How to Identify & Replace Linking Verbs

Instructor: Bethany Calderwood

Bethany has taught special education in grades PK-5 and has a master's degree in special education.

Good writers work to make every word count. Replacing linking verbs with other structures is a method some writers use to strengthen their writing. In this lesson, we will look at linking verbs and how to replace them.

Smooth Connections

Grandma is teaching Nina how to crochet a scarf. Nina loves her scarf, except for a few bumps where she used knots to connect one piece of yarn to the next. Grandma says she can teach Nina to connect the yarn without a knot, so the scarf is smoother. Nina can't wait to try replacing her knots with a cleaner connection.

In grammar, linking verbs are connectors. Did you ever want a smoother connection? Sometimes linking verbs are like Nina's knots--they hold the sentence together, but they are not the smoothest or prettiest option. Let's explore how to identify linking verbs in your writing, and ways to replace them.

What is a Linking Verb?

A linking verb shows the state of being of the subject by connecting, or linking, the subject to either an adjective that describes it or a noun that renames it. Some common linking verbs are: be, am, are, was, seems, feels, looks, becomes, and appears.

  • The house looks old.
  • Jake's trumpet playing sounds awful.
  • The mail carrier is Theresa.

Finding the Linking Verb

How can you tell if a verb is a linking verb? Try to replace it with ''equals.'' If the meaning of the sentence remains the same, the verb is a linking verb.

  • Sue looks sleepy. Replacement: Sue = sleepy. Since the sentence has the same meaning, looks is a linking verb.
  • Alexander became a great leader. Replacement: Alexander = a great leader. The meaning of the sentence is basically the same. Became is a linking verb.
  • A dogwood tree bloomed this spring. Replacement: A dogwood tree = this spring. The meaning of the sentence is changed. Bloomed is not a linking verb.

Replacing the Linking Verb

Now that we have reviewed linking verbs and how to find them, let's talk about getting rid of them. See if you think replacing linking verbs could make your writing smoother and more concise.

Combine Two Sentences That Have the Same Subject

A giant dog was chasing me. The dog seemed angry.

  • The linking verb here is seemed.
  • Both of these sentences are talking about the same dog, so the only new information in the second sentence is that the dog is angry. Can we move the description ''angry'' into the first sentence and combine the two sentences?
  • A giant, angry dog was chasing me.
  • This new sentence contains all of the information of the original two sentences but uses fewer words.
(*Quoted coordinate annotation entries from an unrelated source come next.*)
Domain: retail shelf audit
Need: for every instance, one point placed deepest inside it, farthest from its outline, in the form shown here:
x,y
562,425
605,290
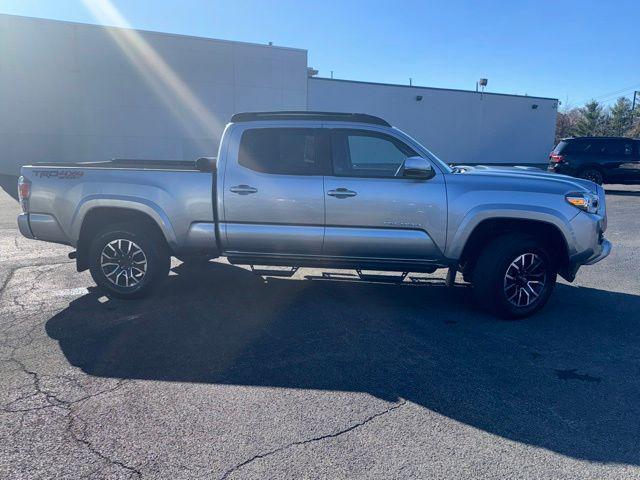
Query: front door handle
x,y
243,189
341,193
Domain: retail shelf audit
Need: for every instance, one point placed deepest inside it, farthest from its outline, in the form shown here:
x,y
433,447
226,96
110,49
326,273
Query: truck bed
x,y
127,163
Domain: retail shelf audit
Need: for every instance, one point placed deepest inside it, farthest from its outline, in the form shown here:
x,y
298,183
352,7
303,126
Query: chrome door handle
x,y
243,189
341,193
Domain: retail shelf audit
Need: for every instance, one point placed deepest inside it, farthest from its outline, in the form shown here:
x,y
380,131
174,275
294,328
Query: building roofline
x,y
154,32
430,88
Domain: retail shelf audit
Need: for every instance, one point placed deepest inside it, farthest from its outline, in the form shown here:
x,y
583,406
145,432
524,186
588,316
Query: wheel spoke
x,y
123,263
524,279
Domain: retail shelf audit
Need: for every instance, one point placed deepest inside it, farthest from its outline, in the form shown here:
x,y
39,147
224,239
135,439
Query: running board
x,y
273,272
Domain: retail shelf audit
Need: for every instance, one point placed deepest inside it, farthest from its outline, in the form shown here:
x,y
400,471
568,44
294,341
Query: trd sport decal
x,y
62,174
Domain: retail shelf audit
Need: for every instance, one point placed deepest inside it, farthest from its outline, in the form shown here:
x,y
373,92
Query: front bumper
x,y
605,250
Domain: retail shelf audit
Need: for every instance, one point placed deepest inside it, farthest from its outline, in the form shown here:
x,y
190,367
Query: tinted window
x,y
578,146
617,148
362,153
284,151
560,147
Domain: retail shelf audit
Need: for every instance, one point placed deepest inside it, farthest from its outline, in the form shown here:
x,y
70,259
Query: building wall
x,y
74,92
458,126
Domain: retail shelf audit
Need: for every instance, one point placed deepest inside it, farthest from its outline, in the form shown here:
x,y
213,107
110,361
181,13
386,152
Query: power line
x,y
614,93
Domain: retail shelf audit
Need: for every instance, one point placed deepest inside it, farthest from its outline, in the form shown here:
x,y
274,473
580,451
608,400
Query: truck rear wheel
x,y
127,261
514,276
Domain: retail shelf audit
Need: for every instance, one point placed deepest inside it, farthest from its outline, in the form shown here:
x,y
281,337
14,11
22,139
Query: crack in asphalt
x,y
54,401
51,400
259,456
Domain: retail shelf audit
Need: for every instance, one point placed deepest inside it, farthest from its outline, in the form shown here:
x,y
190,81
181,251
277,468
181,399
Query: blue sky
x,y
567,49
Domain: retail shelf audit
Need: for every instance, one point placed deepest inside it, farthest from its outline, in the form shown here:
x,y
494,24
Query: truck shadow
x,y
566,380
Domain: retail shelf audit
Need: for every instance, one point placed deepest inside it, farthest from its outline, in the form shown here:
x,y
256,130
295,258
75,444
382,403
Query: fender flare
x,y
477,215
138,204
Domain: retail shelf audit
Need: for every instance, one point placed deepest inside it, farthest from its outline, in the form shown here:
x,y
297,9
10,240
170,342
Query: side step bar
x,y
274,272
369,277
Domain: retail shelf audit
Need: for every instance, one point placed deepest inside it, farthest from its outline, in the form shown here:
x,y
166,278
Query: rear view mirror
x,y
205,164
418,167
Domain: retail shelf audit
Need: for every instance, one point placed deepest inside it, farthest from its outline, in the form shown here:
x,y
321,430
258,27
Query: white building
x,y
72,92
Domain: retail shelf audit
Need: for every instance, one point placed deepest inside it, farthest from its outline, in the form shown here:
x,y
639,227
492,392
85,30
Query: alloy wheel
x,y
525,280
123,263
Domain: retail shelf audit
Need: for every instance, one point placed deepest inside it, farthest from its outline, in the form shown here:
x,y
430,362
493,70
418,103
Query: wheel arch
x,y
486,230
97,217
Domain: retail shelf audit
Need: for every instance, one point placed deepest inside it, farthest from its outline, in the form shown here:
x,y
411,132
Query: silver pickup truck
x,y
314,189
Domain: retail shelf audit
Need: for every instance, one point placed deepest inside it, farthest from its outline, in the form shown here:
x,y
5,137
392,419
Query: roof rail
x,y
306,115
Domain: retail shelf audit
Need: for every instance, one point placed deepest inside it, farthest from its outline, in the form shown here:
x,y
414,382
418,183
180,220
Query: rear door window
x,y
579,146
617,148
282,151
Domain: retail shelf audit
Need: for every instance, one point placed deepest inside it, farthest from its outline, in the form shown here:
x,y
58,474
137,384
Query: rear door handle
x,y
341,193
243,189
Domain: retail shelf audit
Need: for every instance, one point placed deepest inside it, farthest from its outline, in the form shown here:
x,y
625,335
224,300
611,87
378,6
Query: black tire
x,y
130,283
592,174
495,291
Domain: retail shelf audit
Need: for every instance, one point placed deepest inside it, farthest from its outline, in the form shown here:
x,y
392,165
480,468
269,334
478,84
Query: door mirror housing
x,y
418,167
205,164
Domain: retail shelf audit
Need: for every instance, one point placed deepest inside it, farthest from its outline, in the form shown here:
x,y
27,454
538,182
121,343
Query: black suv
x,y
599,159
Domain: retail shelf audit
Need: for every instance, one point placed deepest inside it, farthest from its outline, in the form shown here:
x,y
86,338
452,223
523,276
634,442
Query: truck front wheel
x,y
127,261
514,276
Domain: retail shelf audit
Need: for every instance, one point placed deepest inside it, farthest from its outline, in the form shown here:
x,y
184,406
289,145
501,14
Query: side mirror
x,y
418,167
205,164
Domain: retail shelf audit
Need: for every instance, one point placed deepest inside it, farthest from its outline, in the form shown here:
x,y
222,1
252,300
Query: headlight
x,y
587,202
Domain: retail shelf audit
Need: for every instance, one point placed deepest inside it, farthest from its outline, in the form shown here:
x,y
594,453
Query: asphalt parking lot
x,y
225,374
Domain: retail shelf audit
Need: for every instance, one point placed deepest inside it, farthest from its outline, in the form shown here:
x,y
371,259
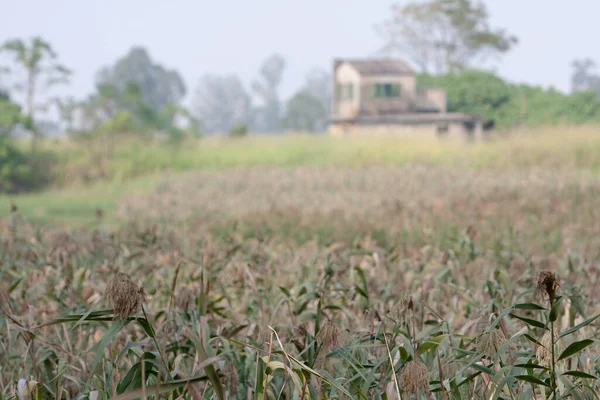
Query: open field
x,y
360,270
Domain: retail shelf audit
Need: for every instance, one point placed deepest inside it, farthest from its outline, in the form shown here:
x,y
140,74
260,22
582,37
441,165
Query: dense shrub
x,y
506,105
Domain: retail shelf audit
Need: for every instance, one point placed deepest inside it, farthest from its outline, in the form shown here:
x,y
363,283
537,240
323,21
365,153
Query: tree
x,y
266,87
477,92
38,59
305,113
584,76
158,87
444,35
220,103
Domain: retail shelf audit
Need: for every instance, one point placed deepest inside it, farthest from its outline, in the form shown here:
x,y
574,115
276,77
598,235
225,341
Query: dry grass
x,y
309,283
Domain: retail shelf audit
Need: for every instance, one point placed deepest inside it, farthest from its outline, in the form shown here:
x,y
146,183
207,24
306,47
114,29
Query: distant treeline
x,y
505,105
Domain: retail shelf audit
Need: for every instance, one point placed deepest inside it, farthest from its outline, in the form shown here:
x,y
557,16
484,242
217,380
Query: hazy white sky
x,y
234,36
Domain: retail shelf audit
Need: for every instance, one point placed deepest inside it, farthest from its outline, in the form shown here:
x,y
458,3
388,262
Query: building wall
x,y
437,97
371,105
347,108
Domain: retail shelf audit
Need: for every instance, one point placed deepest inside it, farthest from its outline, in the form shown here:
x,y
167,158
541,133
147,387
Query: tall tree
x,y
38,59
309,109
266,87
220,103
319,84
584,76
159,87
9,114
305,113
444,35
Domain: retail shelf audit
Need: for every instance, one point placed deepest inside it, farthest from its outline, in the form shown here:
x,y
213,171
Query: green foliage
x,y
10,114
157,86
505,105
444,35
239,130
305,113
37,58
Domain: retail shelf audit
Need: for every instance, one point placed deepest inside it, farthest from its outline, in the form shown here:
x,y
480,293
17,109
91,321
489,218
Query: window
x,y
386,90
345,91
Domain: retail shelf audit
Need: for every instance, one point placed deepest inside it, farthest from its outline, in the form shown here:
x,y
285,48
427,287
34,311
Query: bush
x,y
504,105
15,169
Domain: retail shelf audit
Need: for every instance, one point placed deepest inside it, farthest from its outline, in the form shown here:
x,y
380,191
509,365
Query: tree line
x,y
445,39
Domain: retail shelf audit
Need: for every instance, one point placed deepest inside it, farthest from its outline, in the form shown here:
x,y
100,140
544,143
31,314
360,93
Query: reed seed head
x,y
124,295
547,284
488,343
185,299
404,309
544,352
414,377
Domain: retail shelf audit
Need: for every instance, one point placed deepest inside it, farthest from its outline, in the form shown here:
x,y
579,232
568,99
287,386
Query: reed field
x,y
309,268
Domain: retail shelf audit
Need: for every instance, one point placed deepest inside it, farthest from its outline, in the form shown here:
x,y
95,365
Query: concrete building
x,y
380,97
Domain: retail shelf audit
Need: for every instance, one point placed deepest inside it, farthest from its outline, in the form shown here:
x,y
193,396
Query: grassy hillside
x,y
137,167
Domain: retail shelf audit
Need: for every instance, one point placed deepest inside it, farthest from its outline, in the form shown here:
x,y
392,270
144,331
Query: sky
x,y
197,37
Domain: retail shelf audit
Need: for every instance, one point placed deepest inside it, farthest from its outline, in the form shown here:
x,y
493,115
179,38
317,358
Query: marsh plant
x,y
406,297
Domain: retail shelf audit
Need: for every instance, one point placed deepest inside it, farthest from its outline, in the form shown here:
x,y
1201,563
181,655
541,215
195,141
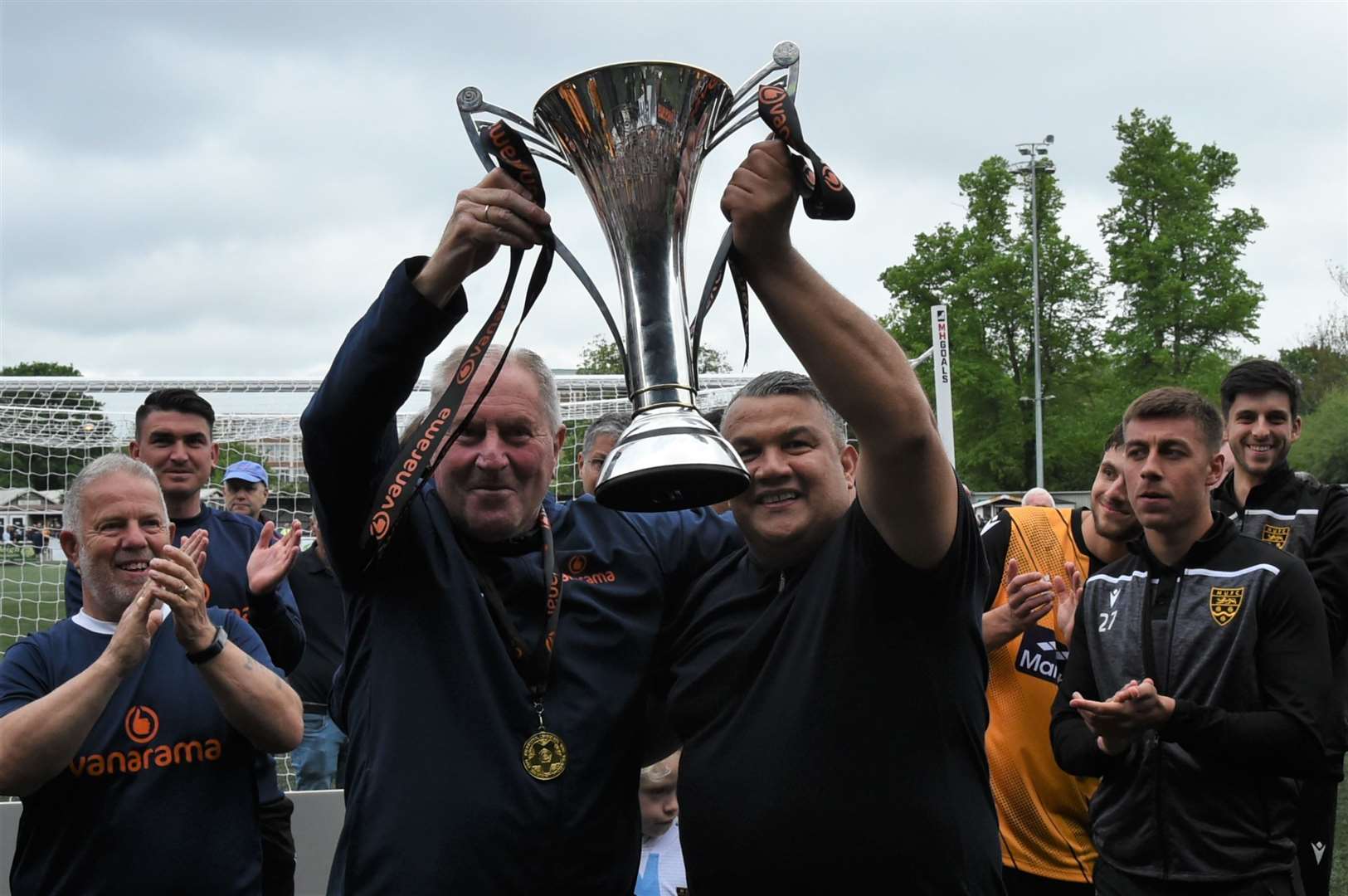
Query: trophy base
x,y
670,460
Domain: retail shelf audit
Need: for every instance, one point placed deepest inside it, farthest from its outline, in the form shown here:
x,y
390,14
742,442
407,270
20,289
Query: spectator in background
x,y
599,441
1039,498
319,759
246,489
244,573
133,734
661,872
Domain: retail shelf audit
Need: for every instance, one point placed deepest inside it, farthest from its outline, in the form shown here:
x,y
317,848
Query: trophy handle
x,y
785,56
470,103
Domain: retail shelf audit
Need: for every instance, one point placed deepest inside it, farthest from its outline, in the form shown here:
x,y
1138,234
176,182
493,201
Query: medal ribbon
x,y
823,197
533,663
424,448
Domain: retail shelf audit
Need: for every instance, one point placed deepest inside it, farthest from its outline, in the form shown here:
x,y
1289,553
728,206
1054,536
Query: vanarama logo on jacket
x,y
140,753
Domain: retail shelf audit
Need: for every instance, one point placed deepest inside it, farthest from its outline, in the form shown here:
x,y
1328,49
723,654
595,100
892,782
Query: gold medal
x,y
545,756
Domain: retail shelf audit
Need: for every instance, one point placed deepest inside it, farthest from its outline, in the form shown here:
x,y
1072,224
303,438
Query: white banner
x,y
942,373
See how replacing the linking verb can make a sentence sound smoother and more concise?
example of replacing linking verbs

Move the Predicate Adjective

The predicate adjective is an adjective that follows the linking verb and describes the subject. If you move the predicate adjective, so it is before the subject, sometimes you can eliminate the linking verb.

Colin read a book. The book was very long.